(Stanley Vollant et Stanley Février) Le chirurgien innu Stanley Vollant et l’artiste visuel d’origine haïtienne Stanley Février ont plus qu’un prénom en commun. Tous deux ont fait de la lutte contre les injustices le moteur de leur action. Et ils n’ont pas hésité à occuper le devant de la scène pour les dénoncer.

Lorsque Stanley Vollant est devenu chirurgien en 1994, il était le premier Autochtone à exercer cette spécialité au Québec. Depuis, il travaille à ouvrir la voie aux membres des Premières Nations, au sein de la profession médicale comme dans l’ensemble de la société.

Après une première grande marche de 6000 kilomètres pour promouvoir les saines habitudes de vie auprès des jeunes, baptisée « Innu Meshkenu » (chemin innu), le DVollant a créé Puamun Meshkenu pour inciter les membres des communautés à tracer leur propre chemin de « rêve » (puamun, en innu). C’est cet organisme qui a orchestré, à l’occasion de la visite papale l’été dernier, la Grande marche pour la guérison, à laquelle les non-Autochtones étaient invités à se joindre pour le dernier kilomètre.

« Moi, mon rêve, c’est qu’un jour, les Autochtones puissent se dire paritaires, égalitaires, au reste des Québécois », confie le DVollant aux jeunes Autochtones qu’il rencontre.

Dans le cadre de sa maîtrise en arts visuels et médiatiques, obtenue en 2018, Stanley Février a voulu connaître le nombre d’artistes québécois noirs dont le Musée d’art contemporain (MAC) de Montréal avait acheté les œuvres au cours des 50 années précédentes. Cette institution créée par Québec en comptait alors un seul (Russell T. Gordon, mort en 2013).

PHOTO MARTIN TREMBLAY, LA PRESSE

Stanley Février

Devant cet état de fait, M. Février a créé le « MAC invisible », un site web ressemblant à celui du MAC qui donne à voir des œuvres d’artistes issus des communautés culturelles et des Premières Nations, dont il est le directeur général et conservateur en chef. C’est le rôle qu’il a de nouveau assumé l’été dernier au Musée des beaux-arts de Montréal, avec son exposition intitulée MAADI (Musée d’art actuel/Département des invisibles), dans laquelle il a exposé les œuvres d’artistes de diverses origines culturelles qu’il a lui-même acquises au cours des dernières années.

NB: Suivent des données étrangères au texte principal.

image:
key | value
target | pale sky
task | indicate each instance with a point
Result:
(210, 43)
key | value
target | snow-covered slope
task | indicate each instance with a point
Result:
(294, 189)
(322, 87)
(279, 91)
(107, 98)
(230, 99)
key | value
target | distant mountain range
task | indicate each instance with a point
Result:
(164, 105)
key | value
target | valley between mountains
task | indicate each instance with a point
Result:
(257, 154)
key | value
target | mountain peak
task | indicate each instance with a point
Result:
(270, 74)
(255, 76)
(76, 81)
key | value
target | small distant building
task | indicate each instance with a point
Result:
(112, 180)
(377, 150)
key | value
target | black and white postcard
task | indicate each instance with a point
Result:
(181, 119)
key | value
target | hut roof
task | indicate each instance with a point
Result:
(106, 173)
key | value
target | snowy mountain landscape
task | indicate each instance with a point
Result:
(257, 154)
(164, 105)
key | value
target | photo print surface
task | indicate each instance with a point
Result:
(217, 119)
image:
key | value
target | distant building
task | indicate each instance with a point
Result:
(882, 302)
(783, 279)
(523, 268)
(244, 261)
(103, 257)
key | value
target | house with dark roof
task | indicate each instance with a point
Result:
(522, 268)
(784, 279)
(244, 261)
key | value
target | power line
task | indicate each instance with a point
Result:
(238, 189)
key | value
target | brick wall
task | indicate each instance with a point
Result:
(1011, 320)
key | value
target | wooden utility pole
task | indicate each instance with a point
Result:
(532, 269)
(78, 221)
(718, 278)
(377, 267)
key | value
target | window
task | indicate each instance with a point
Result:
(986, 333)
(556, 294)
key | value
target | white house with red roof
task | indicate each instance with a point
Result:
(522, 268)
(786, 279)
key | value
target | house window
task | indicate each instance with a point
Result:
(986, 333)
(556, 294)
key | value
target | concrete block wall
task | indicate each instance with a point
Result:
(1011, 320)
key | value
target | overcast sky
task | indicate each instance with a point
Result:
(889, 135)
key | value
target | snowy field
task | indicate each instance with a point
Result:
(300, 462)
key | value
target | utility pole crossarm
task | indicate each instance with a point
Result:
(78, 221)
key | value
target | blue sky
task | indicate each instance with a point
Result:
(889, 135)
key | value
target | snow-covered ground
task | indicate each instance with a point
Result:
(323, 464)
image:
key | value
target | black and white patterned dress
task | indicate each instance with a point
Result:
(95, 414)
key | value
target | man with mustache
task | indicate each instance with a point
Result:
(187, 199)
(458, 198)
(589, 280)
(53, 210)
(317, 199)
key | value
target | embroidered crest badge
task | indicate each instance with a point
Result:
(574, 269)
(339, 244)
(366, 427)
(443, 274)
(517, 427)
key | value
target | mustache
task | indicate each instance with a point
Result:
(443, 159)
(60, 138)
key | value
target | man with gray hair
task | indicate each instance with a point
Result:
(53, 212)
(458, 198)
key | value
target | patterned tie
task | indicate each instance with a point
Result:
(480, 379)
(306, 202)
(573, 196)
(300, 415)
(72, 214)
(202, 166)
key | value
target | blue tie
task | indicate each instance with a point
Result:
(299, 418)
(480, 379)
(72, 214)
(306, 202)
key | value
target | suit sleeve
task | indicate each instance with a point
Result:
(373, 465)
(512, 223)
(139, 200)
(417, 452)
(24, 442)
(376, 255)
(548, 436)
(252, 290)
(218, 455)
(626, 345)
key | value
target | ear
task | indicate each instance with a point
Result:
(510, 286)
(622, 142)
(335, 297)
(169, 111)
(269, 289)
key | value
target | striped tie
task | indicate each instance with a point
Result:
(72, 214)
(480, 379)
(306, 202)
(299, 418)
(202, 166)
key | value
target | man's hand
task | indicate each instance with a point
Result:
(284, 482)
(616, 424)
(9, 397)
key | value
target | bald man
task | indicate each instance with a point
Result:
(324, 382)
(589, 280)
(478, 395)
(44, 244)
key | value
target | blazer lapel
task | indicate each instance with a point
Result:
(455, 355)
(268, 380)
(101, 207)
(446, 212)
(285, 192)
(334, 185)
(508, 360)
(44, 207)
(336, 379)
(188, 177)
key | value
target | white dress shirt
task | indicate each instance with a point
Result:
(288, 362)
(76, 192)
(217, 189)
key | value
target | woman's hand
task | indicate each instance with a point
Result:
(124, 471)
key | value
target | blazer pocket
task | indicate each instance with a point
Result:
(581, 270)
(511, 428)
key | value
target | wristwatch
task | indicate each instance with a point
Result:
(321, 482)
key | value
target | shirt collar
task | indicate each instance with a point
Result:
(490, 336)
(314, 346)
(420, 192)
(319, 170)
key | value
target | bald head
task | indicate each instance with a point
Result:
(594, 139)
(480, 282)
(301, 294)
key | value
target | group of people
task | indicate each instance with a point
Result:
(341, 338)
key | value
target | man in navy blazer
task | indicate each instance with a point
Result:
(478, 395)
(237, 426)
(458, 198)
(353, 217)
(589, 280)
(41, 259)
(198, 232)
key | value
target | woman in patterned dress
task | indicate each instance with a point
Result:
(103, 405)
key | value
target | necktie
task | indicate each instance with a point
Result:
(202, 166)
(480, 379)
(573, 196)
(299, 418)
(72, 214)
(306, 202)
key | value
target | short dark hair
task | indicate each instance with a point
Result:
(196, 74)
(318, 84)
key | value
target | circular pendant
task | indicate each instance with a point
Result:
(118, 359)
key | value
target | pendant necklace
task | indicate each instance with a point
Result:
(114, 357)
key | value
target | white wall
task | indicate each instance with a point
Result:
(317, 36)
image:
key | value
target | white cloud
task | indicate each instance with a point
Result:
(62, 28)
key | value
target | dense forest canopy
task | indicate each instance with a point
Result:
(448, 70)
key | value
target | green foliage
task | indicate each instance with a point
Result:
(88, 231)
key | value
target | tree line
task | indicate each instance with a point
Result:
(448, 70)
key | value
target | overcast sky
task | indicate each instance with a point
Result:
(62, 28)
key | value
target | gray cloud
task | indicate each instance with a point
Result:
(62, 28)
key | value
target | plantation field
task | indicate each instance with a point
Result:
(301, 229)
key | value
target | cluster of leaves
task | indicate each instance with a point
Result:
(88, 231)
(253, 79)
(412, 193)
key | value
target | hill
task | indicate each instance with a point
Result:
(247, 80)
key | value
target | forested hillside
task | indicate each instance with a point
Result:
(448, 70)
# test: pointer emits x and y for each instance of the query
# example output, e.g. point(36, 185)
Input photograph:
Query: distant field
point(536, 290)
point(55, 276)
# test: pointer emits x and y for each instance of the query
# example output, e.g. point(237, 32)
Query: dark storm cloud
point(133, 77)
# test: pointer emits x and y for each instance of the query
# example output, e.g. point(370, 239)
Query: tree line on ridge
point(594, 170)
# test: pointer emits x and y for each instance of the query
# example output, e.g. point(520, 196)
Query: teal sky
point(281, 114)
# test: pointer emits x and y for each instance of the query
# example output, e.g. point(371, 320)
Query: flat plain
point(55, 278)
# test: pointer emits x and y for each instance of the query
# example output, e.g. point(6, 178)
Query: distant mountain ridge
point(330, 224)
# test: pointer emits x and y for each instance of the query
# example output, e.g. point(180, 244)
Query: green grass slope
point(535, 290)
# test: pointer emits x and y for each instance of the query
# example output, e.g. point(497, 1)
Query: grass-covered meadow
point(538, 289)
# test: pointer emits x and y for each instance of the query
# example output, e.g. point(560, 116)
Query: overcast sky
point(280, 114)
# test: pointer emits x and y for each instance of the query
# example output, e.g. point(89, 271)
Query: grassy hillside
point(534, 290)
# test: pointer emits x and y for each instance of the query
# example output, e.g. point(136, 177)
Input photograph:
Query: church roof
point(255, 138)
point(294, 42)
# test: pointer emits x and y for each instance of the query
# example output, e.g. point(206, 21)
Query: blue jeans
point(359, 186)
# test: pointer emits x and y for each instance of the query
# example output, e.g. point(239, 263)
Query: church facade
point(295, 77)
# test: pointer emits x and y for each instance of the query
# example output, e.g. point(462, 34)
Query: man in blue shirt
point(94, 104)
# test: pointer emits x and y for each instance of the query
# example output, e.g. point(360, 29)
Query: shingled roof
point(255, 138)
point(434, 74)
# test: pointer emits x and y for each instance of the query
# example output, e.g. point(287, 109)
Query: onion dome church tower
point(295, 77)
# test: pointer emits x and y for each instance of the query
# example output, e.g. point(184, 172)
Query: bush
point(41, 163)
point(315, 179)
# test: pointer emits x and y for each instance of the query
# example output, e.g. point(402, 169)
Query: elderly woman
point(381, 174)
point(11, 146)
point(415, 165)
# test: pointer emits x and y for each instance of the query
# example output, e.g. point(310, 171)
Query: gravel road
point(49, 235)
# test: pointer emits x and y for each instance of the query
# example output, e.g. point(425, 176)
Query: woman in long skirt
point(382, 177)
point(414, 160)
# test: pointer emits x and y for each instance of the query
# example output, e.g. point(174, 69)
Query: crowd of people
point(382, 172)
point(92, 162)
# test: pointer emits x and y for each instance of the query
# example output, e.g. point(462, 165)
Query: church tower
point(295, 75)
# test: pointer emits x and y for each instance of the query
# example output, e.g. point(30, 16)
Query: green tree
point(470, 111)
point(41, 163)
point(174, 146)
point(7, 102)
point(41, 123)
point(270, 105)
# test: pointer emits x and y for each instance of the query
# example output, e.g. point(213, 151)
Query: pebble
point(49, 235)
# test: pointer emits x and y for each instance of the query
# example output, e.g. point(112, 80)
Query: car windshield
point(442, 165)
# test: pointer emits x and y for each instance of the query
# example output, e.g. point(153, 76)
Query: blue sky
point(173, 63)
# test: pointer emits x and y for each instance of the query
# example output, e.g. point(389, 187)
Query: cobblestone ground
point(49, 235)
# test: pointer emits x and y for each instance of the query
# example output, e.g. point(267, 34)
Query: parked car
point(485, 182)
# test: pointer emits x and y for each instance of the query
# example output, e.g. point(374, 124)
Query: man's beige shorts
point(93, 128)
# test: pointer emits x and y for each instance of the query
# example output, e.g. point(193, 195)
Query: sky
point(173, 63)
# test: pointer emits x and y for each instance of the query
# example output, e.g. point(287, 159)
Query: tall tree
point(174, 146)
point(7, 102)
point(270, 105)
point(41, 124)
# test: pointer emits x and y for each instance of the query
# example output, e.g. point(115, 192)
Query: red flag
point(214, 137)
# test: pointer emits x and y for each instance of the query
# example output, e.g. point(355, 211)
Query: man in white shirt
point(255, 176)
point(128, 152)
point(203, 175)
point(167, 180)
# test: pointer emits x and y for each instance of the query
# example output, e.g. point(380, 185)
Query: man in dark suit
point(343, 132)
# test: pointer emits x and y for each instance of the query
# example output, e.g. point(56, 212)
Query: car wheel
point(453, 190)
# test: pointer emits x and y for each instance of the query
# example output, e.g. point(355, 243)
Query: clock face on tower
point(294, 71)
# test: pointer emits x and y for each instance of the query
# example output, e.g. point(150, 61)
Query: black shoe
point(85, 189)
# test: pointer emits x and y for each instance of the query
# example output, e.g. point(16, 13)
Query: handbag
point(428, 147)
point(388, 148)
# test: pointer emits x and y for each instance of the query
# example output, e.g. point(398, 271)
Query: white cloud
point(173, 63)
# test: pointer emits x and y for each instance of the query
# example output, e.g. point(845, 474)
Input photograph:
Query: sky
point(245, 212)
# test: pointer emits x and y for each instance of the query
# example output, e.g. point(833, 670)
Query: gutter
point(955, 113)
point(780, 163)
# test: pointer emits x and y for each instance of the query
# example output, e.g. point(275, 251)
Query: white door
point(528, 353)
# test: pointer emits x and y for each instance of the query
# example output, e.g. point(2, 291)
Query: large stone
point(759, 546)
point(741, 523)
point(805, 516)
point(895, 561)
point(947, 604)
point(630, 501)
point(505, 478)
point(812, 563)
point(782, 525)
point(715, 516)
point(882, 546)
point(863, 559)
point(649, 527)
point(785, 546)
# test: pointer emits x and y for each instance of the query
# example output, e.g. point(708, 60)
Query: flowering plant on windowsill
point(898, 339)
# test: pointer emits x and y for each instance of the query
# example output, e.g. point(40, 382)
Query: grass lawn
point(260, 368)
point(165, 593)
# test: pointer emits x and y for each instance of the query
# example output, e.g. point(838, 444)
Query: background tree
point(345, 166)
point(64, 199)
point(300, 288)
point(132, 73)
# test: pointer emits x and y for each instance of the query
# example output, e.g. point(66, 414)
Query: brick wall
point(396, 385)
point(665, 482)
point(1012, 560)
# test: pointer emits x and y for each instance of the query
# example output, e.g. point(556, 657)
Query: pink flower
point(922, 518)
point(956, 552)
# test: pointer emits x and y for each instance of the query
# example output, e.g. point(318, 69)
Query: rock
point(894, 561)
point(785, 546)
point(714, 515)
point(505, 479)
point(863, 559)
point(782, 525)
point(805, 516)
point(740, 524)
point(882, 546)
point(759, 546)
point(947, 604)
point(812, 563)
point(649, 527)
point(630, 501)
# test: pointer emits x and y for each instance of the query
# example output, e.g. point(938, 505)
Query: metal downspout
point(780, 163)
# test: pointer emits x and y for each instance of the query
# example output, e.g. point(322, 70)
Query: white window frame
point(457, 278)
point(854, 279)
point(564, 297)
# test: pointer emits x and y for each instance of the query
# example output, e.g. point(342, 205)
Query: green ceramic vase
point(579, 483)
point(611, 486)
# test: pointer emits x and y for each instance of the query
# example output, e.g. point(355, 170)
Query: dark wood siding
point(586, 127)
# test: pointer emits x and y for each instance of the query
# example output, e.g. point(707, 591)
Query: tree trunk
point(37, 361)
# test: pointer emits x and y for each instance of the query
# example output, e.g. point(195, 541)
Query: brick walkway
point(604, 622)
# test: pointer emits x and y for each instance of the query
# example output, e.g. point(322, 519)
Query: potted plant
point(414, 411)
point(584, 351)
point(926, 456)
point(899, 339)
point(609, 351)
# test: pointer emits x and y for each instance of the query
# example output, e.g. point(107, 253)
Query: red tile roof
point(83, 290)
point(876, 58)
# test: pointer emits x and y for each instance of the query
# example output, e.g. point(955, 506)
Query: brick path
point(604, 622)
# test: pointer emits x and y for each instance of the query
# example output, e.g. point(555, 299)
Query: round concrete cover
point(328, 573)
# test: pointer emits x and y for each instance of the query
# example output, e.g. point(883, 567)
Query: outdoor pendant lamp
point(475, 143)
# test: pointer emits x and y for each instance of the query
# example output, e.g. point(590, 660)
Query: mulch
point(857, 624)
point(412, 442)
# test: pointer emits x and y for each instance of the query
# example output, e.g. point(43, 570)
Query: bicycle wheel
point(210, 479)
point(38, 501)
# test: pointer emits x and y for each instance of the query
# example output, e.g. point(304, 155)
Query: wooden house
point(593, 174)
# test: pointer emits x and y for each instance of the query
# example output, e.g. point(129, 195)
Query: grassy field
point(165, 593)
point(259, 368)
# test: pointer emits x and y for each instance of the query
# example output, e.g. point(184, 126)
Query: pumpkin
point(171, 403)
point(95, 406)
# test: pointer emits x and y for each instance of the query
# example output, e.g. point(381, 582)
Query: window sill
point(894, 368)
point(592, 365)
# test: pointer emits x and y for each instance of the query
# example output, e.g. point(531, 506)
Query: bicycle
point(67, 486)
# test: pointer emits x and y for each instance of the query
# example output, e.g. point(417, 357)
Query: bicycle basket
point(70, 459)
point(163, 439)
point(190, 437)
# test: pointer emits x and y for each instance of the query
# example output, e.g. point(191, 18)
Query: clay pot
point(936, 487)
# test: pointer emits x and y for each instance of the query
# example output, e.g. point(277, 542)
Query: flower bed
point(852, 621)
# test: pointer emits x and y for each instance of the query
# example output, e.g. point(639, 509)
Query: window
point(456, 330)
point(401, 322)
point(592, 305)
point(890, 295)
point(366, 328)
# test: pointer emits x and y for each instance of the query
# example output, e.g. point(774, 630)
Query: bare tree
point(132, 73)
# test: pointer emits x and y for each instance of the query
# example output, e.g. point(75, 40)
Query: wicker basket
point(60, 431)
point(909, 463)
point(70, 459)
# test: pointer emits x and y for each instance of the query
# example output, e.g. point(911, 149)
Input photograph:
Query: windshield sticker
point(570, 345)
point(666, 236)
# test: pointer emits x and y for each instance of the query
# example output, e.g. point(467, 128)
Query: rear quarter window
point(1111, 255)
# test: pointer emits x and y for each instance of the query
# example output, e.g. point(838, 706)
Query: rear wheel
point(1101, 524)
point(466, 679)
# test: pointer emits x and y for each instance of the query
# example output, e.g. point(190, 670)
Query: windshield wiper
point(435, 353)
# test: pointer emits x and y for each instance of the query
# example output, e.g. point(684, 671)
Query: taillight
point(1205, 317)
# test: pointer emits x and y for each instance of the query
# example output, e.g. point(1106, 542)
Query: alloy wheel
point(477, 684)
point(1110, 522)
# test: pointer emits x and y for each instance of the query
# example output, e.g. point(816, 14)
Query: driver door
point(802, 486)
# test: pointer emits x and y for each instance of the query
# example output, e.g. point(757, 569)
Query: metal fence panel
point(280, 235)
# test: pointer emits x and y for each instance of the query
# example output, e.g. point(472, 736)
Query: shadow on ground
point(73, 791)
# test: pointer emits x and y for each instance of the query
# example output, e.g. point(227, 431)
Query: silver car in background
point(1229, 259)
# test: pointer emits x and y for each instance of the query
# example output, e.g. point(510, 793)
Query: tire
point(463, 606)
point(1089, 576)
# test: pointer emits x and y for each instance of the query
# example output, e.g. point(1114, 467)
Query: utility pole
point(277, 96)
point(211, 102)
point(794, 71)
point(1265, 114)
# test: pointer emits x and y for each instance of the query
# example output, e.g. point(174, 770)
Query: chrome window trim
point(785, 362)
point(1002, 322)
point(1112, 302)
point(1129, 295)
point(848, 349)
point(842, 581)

« Pour transformer le milieu, j’ai dû moi-même prendre du pouvoir. Le MAADI est devenu un exemple de nouveau musée équitable. L’‟empouvoirement” des communautés, c’est ça qui va amener une justice et un équilibre », explique M. Février.

Un long combat

Même s’ils ont le vent dans les voiles, les deux Stanley ne sont pas dupes : cette justice à laquelle ils aspirent pour tous est loin d’être gagnée.

Je ne pense pas que dans un ou deux ans, on soit à égalité, à parité. Ce jour-là, je ne pense pas le voir de mon vivant. J’espère que mes enfants et petits-enfants le verront », dit le Dr Vollant.

« Avant, on était des artistes immigrants, immigrés, des minorités visibles, et aujourd’hui, on est devenus des artistes de la diversité », rappelle M. Février. Il réclame une véritable « transformation structurelle » sans quoi, « en 2032, une autre journaliste va faire le même genre d’article », sur les mêmes enjeux.

Deux ans après la mort de Joyce Echaquan, et peu de temps après l’arrestation d’un citoyen montréalais noir soupçonné d’avoir volé son propre véhicule, le chirurgien et l’artiste n’ont pas attendu qu’on leur pose la question pour évoquer le racisme systémique.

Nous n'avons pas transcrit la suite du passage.